I am having two algorithms, of which the second is a refinement of the first. However, I am having trouble to show that the seemingly better algorithm runs at least as fast as the first algorithm.
The algorithms aim to be FPT with respect to the parameter $k$ for the following problem:
Circle-Cover:
Input: A set of points $P\subseteq\mathbb R^2$ and $k\in\mathbb N$.
Question: Can we find $k$ circles such that each point $p\in P$ lies on the boundary of at least one circle?
The key observation for both algorithms is that a circle is uniquely determined by at most 3 points which are not collinear (or equivalently, affinely independent).
This gives us a branching algorithm in which we start with $k$ empty sets $P_1,...,P_k$ such that $C(P_i)$ is a/the circle which intersects all points in $P_i$.
For each element $p\in P$ we test if there is a set $P_i$ with $|P_i|=3$ and for which $p$ is on the boundary of $C(P_i)$. If not, we branch: For every set $P_1,...,P_k$ we test if we can add $p$ into it (which is the case if $|P_i|<3$ and the points aren't collinear), and if so, we create a subcase in which we add $p$ to the set.
Now we have that there exists set of $k$ circles cutting all points in $P$ if and only if at least one instance of the branching algorithm manages to allocate all points to the sets $P_1,...,P_k$.
This branching algorithm has a branching vector with width $k$, because we create at most for every of the sets $P_1,...,P_k$ a subcase, and width $3k$, as each set $P_1,...,P_k$ can contain at most 3 elements.

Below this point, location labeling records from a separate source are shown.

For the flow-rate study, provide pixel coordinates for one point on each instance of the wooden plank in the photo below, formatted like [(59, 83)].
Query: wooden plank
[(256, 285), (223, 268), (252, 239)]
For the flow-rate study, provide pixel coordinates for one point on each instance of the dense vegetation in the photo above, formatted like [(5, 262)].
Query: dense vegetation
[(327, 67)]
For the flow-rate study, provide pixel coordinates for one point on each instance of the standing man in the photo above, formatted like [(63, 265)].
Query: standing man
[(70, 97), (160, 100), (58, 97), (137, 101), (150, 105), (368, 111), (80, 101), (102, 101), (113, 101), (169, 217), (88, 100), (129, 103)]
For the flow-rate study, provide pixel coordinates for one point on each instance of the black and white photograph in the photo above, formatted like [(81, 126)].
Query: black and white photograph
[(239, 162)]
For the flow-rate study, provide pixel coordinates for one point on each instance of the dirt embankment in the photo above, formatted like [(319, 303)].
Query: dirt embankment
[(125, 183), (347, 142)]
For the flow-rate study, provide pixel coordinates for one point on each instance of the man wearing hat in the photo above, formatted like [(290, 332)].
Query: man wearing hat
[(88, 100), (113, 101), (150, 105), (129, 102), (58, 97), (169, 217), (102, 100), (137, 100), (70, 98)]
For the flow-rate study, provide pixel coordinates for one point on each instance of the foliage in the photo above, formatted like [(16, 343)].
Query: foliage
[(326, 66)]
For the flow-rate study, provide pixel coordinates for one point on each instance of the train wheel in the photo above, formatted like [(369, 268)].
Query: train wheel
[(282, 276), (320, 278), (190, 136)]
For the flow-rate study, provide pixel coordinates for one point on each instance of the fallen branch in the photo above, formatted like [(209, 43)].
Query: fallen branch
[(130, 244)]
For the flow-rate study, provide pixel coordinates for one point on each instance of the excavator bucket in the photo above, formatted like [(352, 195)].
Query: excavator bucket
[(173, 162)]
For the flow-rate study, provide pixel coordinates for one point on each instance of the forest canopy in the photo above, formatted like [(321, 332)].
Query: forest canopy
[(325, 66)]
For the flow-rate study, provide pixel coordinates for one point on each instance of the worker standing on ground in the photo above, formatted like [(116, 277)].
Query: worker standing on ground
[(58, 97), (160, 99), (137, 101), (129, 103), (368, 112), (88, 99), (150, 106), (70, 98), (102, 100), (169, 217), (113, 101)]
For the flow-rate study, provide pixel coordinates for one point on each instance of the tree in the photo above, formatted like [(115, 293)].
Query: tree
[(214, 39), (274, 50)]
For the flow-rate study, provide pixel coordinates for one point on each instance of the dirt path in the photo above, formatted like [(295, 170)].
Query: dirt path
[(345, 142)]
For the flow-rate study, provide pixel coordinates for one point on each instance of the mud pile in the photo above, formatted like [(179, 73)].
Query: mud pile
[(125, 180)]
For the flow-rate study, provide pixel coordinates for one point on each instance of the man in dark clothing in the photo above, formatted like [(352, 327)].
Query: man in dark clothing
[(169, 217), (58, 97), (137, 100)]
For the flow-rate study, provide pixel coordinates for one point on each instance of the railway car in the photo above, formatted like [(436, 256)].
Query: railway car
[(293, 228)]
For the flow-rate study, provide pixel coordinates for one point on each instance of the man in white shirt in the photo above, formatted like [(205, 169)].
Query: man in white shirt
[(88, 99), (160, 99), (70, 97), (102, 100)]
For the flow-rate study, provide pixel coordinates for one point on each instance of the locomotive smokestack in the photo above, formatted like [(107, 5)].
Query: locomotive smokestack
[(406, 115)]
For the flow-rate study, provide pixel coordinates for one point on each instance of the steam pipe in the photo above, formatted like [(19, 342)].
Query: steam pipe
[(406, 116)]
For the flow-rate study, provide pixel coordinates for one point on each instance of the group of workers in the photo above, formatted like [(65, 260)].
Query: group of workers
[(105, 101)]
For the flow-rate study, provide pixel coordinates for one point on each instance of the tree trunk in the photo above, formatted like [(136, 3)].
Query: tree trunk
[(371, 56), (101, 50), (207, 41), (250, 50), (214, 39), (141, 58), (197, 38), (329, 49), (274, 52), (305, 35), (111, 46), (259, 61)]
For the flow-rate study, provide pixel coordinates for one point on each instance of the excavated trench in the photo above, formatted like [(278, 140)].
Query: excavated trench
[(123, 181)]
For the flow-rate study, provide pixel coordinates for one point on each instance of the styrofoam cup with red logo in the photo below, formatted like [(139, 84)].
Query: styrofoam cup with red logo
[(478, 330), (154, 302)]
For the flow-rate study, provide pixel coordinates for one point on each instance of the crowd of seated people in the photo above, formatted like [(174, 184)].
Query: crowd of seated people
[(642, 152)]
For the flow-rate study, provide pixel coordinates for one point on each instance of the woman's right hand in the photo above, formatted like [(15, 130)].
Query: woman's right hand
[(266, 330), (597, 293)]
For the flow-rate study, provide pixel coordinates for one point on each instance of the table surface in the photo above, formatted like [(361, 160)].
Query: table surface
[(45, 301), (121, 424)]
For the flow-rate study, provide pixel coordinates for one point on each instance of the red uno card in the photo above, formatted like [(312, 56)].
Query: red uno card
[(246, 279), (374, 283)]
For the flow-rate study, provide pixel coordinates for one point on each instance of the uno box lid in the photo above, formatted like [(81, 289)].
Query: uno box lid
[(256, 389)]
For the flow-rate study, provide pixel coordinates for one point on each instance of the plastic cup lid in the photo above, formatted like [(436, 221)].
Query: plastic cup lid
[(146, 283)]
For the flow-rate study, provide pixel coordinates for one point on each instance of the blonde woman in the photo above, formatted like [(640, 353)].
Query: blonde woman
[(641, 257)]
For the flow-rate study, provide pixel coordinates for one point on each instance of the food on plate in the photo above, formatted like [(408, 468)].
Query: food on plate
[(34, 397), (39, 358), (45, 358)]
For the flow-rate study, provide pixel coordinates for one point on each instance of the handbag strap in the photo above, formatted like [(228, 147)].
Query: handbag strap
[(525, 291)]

Since each instance of the branching algorithm runs in polynomial time, we have a runtime $\mathcal{O^*}(k^{3k})$.
However, this algorithm wastes work since if there exists an instance in an execution of the branching algorithm with the sets $P_1,...,P_k$, then for every permutation $\sigma\in S_k$, we also have an instance with the sets $P_{\sigma(1)},...,P_{\sigma(k)}$. It should therefore be faster to make sure that we create each partition of $P$ into elements of size $\le 3$ at most once.
For simplicity, assume that all triples $\{p_1,p_2,p_3\}\subseteq P$ are not collinear.
Then we can find a solution of Circle-Cover if one exists by iteratively branching for each subset $\{p_1,p_2,p_3\}\subseteq P$ and deleting all points in $P$ which are on the boundary defined by $C(\{p_1,p_2,p_3\})$. If there exists a branching instance with depth $k-1$ such that there at most 3 elements left to allocate, then there exists a solution.
Looking at the running time, at depth $i$ we have at most $n-3(i-1)$ elements left to allocate, so we have at depth $i$ a width of $\binom{n-3(i-1)}3$, giving us a total running time of $$ \mathcal{O^*}(\prod_{i=0}^{k-1}\binom{\left|n\right|-3i}{3}) \in \mathcal{O^*}(\prod_{i=0}^{k-1} (n-3i)^3) $$
We further have $$ \prod_{i=0}^{k-1}\left(n-3i\right)^3 =\left(\prod_{i=0}^{k-1}\left(n-3i\right)\right)^3 =\left(\frac{3^k·(n/3)!}{(n/3-k)!}\right)^3 =3^{3k} \left(\left(\frac{n}{3}\right)⋅\left(\frac{n}{3}-1\right)⋯\left(\frac{n}{3}-k+1\right)\right)^3 ≤3^{3k} \left(\frac{n}{3}\right)^{3k} = n^{3k} $$
giving us a total runtime of $\mathcal{O^*}(n^{3k} )$.
However, this runtime analysis doesn't show that the algorithm runs in FPT with regard to the parameter $k$, and it's even slower than the first algorithm.
What is it I am missing?